2023 meeting of the Texas legislature

The 88th Texas Legislature was a meeting of the legislative branch of the U.S. state of Texas, composed of the Texas Senate and the Texas House of Representatives. The Texas State Legislature met in its regular session in Austin, Texas, from January 10, 2023 to May 29, 2023, followed by four called sessions.

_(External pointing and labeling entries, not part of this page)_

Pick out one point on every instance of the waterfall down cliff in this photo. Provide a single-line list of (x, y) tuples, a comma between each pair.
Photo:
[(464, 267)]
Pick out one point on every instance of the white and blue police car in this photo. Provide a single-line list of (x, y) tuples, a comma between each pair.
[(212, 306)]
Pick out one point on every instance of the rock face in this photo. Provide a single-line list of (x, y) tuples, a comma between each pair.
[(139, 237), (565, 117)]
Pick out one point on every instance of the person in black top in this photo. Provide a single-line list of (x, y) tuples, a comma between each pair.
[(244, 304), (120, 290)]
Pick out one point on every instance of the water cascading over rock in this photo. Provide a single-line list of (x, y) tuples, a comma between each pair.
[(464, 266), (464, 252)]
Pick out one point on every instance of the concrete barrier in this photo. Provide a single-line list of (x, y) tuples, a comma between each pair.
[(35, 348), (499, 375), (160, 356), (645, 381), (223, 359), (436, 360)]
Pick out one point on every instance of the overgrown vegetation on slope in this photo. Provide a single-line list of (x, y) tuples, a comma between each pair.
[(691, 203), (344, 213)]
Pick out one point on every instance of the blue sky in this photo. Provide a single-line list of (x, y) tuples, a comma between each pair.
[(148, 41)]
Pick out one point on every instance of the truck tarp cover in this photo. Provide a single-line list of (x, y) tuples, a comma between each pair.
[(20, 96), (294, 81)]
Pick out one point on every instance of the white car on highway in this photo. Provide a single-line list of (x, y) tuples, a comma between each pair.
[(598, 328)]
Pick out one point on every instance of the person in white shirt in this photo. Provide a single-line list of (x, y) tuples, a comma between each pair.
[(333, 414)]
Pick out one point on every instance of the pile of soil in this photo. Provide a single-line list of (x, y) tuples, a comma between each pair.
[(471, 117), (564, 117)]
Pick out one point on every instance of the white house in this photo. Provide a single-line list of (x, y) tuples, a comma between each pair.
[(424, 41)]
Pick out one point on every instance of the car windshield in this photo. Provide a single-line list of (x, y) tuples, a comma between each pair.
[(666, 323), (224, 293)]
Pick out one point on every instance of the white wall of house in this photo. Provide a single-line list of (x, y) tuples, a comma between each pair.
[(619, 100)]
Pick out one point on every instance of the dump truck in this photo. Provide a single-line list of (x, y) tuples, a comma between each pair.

All seats in the state house and 16 seats in the state senate were up for election in November 2022, with seats apportioned among the 2020 United States census. The Republican Party preserved their majority in both chambers.

==Major events==
- January 10, 2023 – Legislature convenes at noon (CST).
- March 6, 2023 – State representative Bryan Slaton introduces the Texas Independence Referendum Act which, if passed, would call for a state referendum on the secession of Texas from the United States. The bill would later fail to get out of committee before the end of the regular session.
- April 20, 2023 – The Texas Senate passes a bill that would require that the Ten Commandments be displayed in every classroom of every public school in Texas. The bill would later fail to pass the Texas House of Representatives.
- May 9, 2023 – The Texas House of Representatives votes unanimously to expel Bryan Slaton from House District 2 following an investigation that determined he had engaged in inappropriate sexual conduct with an aide.
- May 27, 2023 – In a 121-23 vote, the Texas House of Representatives votes to impeach Attorney General Ken Paxton, the third impeachment in the state's history. (He would later be acquitted by the Texas Senate of all articles of impeachment following a trial in September 2023.)
- May 29, 2023
  - Legislature adjourns.
  - 88th Legislature 1st Called Session convenes.
- June 27, 2023
  - Legislature adjourns 1st special session.
  - 88th Legislature 2nd Called Session convenes.
- July 13, 2023 – Legislature adjourns 2nd special session.
- October 9, 2023 – 88th Legislature 3rd Called Session convenes.
- November 7, 2023
  - Legislature adjourns 3rd special session.
  - 88th Legislature 4th Called Session convenes.
- December 5, 2023 – Legislature adjourns 4th special session.

== Major legislation ==

===Enacted===
- House bills
  - HB 3: Requires all school campuses to have an armed security officer present, in addition to other security hardening measures.
- Senate bills
  - SB 14: Prohibits doctors from prescribing gender-affirming care to transgender minors.
  - SB 17: Bans diversity, equity and inclusion offices at universities.
  - SB 763: Allows school districts to hire or volunteer chaplains for mental health support for students.

===Proposed (but not enacted)===
- House bills
  - HB 3596: The Texas Independence Referendum Act which would call for a state referendum on the secession of Texas from the United States.